Miloš Ćoćić

Personal information
- Date of birth: 5 June 2003 (age 23)
- Height: 1.83 m (6 ft 0 in)
- Positions: Winger; attacking midfielder;

Team information
- Current team: Vaduz
- Number: 28

Youth career
- TSV Milbertshofen
- 2016–2021: 1860 Munich

Senior career*
- Years: Team / Apps / (Gls)
- 2021–2024: 1860 Munich / 10 / (1)
- 2021–2024: 1860 Munich II / 33 / (6)
- 2024–2025: FV Illertissen / 51 / (16)
- 2026–: Vaduz / 21 / (5)

= Miloš Ćoćić =

Serbian footballer

Miloš Ćoćić (born 5 June 2003) is a German professional footballer who plays as a winger or attacking midfielder for Swiss Super League club Vaduz.

== Club career ==
Ćoćić joined 1860 Munich in 2016 from TSV Milbertshofen.

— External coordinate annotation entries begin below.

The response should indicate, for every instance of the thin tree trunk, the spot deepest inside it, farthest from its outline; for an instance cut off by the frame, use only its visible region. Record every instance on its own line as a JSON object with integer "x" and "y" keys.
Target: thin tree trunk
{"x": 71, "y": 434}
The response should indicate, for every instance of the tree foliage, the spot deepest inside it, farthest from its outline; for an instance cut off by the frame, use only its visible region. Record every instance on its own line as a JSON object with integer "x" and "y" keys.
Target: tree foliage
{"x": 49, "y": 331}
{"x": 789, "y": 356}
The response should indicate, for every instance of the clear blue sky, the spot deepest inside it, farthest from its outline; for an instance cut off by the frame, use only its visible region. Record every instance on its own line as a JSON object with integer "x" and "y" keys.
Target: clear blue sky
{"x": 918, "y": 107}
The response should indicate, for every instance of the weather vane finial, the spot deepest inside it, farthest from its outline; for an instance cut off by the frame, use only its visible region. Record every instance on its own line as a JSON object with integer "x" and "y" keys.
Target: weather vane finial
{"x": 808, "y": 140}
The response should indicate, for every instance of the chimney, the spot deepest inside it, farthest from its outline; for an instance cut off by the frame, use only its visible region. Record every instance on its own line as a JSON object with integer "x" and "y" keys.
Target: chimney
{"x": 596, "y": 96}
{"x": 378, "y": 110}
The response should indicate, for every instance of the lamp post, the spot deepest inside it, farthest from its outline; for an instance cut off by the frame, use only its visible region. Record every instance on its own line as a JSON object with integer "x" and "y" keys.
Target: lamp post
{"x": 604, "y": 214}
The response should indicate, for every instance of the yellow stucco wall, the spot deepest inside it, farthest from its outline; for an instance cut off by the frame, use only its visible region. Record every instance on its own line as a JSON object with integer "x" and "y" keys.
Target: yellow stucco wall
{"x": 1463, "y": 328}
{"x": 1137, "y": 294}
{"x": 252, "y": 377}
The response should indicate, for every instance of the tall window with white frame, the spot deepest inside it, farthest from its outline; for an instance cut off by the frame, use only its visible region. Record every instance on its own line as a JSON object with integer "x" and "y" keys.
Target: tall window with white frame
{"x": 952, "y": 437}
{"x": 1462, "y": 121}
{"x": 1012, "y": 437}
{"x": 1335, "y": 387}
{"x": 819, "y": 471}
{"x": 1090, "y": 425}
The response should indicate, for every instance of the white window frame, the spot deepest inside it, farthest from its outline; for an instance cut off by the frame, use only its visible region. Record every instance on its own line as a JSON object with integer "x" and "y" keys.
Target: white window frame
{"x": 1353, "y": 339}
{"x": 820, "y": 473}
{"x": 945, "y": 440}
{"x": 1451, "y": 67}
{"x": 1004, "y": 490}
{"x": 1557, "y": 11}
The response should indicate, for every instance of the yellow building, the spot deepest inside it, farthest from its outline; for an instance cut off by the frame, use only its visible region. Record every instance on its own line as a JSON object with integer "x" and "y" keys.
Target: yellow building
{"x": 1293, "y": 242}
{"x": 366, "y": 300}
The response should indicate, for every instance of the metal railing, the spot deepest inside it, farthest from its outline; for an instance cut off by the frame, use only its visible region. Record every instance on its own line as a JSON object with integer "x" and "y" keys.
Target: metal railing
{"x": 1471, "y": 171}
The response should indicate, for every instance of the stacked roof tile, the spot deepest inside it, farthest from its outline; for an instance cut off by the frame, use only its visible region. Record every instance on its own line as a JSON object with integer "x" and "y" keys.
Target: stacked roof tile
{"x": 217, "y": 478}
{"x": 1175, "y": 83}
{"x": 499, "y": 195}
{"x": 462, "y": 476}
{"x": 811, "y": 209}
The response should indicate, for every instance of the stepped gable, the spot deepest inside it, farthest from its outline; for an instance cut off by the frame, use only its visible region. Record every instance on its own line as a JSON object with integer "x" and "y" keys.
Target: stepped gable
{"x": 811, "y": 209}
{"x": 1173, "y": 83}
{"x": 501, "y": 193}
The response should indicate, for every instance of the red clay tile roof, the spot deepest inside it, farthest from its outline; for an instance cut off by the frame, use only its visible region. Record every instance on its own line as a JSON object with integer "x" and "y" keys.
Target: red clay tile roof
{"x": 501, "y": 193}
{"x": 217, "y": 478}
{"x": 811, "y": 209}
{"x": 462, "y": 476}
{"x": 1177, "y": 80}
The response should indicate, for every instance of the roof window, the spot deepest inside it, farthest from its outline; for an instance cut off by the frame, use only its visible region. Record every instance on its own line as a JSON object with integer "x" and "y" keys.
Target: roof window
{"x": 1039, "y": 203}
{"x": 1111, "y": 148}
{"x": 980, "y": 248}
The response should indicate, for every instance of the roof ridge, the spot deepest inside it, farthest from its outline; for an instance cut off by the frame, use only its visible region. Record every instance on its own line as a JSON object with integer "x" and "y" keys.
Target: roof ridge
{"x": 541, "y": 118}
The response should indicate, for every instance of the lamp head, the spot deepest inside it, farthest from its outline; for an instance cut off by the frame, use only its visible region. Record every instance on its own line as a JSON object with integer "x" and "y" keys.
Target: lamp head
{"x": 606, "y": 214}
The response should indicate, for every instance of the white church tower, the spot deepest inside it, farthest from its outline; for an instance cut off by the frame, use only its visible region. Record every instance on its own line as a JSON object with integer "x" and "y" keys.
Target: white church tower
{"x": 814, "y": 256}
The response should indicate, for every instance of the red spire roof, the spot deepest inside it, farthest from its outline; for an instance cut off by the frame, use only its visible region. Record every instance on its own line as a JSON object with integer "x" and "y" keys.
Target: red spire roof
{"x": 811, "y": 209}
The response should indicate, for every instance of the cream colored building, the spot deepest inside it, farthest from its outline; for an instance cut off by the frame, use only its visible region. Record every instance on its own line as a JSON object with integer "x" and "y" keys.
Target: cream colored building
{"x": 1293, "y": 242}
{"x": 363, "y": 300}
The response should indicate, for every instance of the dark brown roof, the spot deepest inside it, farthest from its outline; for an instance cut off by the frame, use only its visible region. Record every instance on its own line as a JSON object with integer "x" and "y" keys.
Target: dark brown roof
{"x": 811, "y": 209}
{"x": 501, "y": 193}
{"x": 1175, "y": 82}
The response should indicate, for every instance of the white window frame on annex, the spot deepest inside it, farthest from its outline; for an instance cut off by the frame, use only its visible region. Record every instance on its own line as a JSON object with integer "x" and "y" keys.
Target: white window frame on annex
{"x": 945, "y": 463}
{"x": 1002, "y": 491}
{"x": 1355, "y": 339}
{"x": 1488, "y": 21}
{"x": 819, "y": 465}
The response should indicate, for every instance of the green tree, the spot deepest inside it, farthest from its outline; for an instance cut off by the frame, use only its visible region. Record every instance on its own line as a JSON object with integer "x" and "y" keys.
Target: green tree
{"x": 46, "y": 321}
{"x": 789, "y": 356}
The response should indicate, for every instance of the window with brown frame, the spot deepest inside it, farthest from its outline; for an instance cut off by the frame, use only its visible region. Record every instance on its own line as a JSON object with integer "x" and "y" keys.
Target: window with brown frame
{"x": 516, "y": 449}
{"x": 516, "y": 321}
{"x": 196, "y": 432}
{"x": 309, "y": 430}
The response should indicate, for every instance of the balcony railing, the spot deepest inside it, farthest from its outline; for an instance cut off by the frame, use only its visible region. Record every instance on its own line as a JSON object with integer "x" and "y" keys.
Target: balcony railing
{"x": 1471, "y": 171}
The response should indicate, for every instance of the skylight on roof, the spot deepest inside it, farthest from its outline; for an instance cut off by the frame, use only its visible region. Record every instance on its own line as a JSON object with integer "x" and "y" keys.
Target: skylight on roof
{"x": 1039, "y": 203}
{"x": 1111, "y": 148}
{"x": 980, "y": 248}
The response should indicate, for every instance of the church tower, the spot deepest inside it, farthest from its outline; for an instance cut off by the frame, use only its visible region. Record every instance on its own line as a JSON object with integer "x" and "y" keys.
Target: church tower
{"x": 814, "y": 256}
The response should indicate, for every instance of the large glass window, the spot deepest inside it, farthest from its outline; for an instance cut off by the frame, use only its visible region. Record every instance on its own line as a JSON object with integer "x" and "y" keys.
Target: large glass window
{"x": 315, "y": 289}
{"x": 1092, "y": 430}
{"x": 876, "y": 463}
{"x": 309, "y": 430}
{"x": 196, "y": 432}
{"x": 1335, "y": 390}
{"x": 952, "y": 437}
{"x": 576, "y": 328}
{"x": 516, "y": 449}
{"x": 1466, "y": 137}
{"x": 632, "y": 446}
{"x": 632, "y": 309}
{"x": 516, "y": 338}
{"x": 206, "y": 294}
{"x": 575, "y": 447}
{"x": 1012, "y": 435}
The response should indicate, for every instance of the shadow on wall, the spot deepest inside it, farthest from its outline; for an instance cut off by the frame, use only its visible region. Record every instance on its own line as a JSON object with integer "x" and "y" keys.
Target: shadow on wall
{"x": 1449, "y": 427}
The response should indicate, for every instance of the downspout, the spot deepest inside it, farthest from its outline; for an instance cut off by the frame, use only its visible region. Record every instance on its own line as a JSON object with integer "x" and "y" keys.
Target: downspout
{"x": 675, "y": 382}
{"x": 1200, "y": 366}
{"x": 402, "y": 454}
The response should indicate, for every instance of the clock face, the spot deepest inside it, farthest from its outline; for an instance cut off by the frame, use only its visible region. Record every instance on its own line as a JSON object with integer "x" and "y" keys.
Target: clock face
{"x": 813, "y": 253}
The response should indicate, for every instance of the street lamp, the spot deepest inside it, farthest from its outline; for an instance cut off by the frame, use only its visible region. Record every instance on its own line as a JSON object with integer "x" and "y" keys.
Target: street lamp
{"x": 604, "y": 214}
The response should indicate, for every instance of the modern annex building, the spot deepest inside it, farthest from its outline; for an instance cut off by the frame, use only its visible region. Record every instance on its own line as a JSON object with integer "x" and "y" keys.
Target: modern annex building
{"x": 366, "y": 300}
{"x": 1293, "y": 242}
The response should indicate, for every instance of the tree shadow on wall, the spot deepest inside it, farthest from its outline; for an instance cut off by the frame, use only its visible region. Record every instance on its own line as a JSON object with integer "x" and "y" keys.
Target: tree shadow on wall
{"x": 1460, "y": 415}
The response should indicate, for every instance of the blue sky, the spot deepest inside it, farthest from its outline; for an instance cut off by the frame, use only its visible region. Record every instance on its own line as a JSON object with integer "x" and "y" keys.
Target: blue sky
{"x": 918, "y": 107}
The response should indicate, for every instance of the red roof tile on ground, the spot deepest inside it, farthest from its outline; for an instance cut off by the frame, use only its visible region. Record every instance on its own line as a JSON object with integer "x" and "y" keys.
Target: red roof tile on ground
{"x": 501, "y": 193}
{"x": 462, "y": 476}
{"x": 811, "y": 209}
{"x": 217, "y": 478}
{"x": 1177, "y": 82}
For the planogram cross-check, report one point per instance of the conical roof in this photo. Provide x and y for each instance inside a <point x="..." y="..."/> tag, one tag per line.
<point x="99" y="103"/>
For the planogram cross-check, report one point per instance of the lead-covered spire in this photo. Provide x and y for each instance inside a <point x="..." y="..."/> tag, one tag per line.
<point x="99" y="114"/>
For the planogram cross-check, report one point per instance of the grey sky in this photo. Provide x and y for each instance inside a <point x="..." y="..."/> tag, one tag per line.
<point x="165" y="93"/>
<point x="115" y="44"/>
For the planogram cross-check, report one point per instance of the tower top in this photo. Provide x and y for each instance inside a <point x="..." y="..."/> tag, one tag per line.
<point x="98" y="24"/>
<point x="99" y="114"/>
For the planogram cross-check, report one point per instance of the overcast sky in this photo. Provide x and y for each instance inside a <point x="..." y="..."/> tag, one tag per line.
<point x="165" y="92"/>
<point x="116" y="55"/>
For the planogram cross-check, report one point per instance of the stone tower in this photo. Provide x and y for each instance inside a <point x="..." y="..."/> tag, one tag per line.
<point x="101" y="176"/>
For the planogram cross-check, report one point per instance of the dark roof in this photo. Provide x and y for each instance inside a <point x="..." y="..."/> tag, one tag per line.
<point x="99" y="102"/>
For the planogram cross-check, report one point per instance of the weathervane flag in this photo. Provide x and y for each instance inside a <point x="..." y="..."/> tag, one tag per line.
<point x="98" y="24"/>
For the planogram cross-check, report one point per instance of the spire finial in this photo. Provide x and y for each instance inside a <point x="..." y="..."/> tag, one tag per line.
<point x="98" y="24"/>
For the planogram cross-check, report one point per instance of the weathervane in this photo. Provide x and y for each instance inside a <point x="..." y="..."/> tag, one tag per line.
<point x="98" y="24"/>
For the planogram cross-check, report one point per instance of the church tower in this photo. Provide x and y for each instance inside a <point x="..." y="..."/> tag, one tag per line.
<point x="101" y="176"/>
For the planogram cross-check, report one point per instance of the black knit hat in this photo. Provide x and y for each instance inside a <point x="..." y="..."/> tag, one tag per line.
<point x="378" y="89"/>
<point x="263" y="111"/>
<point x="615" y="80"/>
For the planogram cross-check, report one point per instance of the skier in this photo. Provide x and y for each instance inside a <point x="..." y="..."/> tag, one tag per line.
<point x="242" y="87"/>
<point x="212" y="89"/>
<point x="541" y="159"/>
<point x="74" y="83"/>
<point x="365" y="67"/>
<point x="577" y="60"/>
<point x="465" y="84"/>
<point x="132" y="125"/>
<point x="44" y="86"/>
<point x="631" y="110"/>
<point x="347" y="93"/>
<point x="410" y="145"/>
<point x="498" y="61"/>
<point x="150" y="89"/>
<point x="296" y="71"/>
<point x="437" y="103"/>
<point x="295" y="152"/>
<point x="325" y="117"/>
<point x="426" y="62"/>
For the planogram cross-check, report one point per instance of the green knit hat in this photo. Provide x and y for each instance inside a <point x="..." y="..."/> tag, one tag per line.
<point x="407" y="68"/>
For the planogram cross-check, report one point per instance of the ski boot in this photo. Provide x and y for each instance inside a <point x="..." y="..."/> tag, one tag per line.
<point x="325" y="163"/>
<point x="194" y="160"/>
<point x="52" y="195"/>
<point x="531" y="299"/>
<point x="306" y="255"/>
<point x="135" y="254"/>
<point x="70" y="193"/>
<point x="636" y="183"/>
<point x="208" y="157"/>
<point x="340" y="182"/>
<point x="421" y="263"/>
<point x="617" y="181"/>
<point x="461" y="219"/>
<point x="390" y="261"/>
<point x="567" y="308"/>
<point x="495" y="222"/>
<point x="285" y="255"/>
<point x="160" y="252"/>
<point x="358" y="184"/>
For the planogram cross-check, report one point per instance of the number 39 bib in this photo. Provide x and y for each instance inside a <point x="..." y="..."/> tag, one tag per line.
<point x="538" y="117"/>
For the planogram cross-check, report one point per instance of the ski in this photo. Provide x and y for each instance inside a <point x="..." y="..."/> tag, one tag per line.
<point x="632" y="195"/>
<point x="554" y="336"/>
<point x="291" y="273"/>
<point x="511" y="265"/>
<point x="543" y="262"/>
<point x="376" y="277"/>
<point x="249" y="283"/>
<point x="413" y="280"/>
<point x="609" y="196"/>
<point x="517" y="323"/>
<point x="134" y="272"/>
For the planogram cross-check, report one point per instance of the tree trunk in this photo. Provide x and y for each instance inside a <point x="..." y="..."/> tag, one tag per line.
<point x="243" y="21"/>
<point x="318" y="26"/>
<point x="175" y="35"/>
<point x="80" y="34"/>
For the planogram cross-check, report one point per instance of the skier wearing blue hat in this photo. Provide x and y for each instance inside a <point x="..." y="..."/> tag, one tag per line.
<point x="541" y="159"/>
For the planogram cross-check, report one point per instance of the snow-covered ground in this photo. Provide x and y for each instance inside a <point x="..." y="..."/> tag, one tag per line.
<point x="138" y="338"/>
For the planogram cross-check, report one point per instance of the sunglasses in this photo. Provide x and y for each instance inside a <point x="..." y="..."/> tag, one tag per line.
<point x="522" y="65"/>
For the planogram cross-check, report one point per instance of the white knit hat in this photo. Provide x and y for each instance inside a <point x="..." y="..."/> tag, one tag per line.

Miloš made his professional debut on 11 August 2021, coming on as an early 35th-minute injury substitute for Tim Linsbichler and scoring the last goal in a 3–0 Bavarian Cup win against SV Birkenfeld. He made his 3. Liga debut for 1860 Munich on 12 December that same year, playing the very last minutes of a 2–0 away win against Borussia Dortmund II. He started the 2023–24 season with an appearance against 1. FC Stockheim in the Bavarian Cup.